Ratepe winced and walked past the bacon without taking any.
"Two eyes, two stones," Xantcha continued. "I thought you'd gotten lucky."
"I heard something, not with my ears, but inside my head." He stopped and faced her, confusion painfully evident on his face. "I called it singing, 'cause that's the best word I had. And it came from his left eye." He sat down on the ash bucket, staring at his feet. "Do you want to know how I knew which eye was which?"
Measured by his expression, she wouldn't like the answer but, "Go ahead, enlighten me."
 
; "It told me. It told me what it was and that it had been waiting for someone who could hear it. When Urza said Harbin wasn't his son, it was, it was .. ," Ratepe made a helpless gesture that ended with his fingertips pressed against his temples. "Not pain, but like the feeling that comes after pain." He stopped again and closed his eyes before continuing. "Xantcha, I heard Mishra. Well, not quite heard him. It was just there, in my mind, from the stone. I knew what Mishra thought, what he would have said. Not his words, exactly. My words." His eyes opened. He stared at Xantcha with only a shadow of his usual cockiness. "I know who I am, Xantcha.
I'm Ratepe, son of Mideah, or, just Rat now, 'cause I lost everything when I became a slave. I was born almost eighteen years ago in the city of Pincar, on the sixth day after the Festival of Fruits in the sixth year of Tabarna's reign. I'm me. But, Xantcha, pretending to be Mishra, the way you asked me to-" He broke the stare. "It's not pretend. I could get lost. I could wind up thinking I am Mishra before this is over."

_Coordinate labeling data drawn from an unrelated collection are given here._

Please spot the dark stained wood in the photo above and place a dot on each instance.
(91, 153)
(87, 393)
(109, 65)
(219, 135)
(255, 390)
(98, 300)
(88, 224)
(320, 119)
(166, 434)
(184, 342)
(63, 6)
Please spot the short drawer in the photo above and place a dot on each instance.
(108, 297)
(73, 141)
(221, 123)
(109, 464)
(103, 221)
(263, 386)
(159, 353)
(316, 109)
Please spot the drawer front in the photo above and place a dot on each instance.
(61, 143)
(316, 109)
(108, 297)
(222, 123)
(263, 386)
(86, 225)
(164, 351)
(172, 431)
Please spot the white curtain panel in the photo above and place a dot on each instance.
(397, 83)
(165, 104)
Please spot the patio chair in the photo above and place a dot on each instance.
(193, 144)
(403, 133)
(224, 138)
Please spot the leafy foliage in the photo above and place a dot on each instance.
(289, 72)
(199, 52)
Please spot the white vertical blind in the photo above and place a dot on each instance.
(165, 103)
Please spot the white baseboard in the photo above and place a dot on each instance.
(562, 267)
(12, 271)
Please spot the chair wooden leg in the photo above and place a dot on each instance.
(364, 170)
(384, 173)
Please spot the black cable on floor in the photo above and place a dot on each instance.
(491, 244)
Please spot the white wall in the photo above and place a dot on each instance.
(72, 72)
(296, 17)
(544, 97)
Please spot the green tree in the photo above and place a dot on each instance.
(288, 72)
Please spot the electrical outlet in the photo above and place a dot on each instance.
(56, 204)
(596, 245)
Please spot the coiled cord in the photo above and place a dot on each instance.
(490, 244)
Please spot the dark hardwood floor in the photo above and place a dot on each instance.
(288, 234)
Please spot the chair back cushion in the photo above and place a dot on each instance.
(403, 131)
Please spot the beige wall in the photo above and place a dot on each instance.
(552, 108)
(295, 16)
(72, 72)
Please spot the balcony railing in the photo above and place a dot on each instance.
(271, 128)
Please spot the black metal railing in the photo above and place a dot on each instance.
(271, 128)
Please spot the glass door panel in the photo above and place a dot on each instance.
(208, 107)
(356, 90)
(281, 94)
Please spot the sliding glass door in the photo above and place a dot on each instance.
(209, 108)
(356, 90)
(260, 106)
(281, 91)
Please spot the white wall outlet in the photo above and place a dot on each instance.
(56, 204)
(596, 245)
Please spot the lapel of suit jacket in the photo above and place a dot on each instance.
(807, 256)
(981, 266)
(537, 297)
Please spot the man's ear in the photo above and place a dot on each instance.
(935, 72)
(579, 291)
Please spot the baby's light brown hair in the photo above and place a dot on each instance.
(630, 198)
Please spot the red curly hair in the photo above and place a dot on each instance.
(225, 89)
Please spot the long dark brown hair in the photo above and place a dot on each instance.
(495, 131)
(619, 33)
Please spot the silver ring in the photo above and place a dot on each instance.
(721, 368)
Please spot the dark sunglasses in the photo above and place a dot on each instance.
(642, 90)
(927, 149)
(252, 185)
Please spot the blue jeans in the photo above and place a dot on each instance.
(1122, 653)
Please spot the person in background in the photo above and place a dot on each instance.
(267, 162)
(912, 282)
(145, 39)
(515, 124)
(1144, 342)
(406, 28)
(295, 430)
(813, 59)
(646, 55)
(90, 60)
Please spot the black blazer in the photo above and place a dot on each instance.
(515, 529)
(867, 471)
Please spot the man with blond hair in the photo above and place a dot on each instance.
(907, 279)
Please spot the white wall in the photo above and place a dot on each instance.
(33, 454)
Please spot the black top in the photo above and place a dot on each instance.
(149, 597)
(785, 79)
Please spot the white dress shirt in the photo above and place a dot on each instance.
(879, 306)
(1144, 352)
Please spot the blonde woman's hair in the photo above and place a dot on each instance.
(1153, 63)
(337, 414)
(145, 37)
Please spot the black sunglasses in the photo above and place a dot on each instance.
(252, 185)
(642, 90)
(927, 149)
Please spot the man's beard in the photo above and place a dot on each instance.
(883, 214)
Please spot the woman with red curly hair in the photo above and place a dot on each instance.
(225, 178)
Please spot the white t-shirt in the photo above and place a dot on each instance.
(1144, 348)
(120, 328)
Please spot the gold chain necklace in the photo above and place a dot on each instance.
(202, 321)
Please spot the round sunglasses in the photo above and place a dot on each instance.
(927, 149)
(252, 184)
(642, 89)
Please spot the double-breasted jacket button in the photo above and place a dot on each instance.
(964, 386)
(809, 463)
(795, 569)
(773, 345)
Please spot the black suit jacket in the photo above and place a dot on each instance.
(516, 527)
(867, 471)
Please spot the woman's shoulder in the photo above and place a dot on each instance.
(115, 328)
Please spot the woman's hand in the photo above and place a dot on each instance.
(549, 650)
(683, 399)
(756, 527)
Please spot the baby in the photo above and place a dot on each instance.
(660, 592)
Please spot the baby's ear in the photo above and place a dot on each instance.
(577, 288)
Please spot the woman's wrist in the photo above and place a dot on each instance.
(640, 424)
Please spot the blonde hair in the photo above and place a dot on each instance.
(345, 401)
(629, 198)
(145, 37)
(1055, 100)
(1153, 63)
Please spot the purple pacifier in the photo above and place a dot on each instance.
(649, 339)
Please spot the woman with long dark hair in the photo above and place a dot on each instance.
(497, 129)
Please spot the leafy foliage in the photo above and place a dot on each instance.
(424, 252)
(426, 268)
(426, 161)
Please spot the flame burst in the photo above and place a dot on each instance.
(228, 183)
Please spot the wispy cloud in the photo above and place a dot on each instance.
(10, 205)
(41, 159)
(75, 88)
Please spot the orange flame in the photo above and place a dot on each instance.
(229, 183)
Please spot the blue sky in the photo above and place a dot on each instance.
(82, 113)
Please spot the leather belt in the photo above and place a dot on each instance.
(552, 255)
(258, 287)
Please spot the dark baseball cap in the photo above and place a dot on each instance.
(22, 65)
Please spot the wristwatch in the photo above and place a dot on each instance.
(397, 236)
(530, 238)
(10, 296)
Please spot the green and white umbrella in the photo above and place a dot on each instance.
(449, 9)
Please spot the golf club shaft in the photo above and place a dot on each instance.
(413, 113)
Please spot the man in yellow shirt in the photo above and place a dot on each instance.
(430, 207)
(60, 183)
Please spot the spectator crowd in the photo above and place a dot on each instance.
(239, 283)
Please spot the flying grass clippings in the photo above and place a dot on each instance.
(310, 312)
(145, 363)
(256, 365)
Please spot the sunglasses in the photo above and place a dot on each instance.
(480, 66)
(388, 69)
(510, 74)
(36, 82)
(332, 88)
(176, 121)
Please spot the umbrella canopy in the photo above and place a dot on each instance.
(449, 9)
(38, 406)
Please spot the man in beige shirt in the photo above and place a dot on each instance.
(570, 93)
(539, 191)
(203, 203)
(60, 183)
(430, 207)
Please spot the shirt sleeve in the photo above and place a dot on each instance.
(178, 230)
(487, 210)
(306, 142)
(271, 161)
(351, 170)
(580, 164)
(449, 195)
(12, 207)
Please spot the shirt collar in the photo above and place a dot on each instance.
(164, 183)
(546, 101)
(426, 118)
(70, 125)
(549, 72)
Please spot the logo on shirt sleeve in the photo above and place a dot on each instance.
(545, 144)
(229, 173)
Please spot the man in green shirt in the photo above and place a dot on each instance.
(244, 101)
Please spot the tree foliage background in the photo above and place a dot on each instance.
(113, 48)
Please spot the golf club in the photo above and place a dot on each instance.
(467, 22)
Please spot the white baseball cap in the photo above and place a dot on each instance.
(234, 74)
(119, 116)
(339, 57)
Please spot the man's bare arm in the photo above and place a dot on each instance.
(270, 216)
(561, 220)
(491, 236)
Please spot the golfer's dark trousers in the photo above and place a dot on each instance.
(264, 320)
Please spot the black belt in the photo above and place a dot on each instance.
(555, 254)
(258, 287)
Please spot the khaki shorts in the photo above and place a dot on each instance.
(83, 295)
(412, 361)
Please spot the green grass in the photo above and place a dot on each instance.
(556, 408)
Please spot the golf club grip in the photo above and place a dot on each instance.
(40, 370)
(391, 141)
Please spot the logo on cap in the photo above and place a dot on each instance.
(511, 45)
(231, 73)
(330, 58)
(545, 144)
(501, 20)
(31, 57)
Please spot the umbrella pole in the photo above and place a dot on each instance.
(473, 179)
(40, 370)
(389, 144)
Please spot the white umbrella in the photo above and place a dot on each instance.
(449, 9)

Xantcha bit her lip and sighed. Ratepe wasn't looking, didn't seem to have heard. "Right now, while you're sitting there, can you hear the Weakstone singing Mishra's thoughts in your mind?"
He shook his head. "Only when I'm looking at Urza's eyes, or when he's looking at me."
She began another sigh, of relief this time, but she began too soon.
"I'm worried, Xantcha. It's so real, so easy to imagine him, and that's after just one night. By next year when I'm supposed to go back to Efuan Pincar ... ? You should've warned me."
Trust Rat-or Ratepe-or Mishra-or whatever he wanted to call himself to go for the guilt. "I didn't know about the singing. I knew about Urza's eyes, where they came from anyway, and I did warn you about that. But singing and Mishra? Beyond The Antiquity Wars, I don't know anything but what Urza's told me, and I guess there's a lot he didn't."
The rest of Xantcha's anger went with that admission. She leaned against a porch post, grateful that no one was looking at her. All those times Urza had glowered at her, eyes ablaze-had the voice of Mishra's Weakstone tried to make itself heard in her mind? Why, really, had she gone in search of a false Mishra? What had drawn her to Ratepe? She'd known he was the one to fulfill her plans before she'd gotten a good look at him.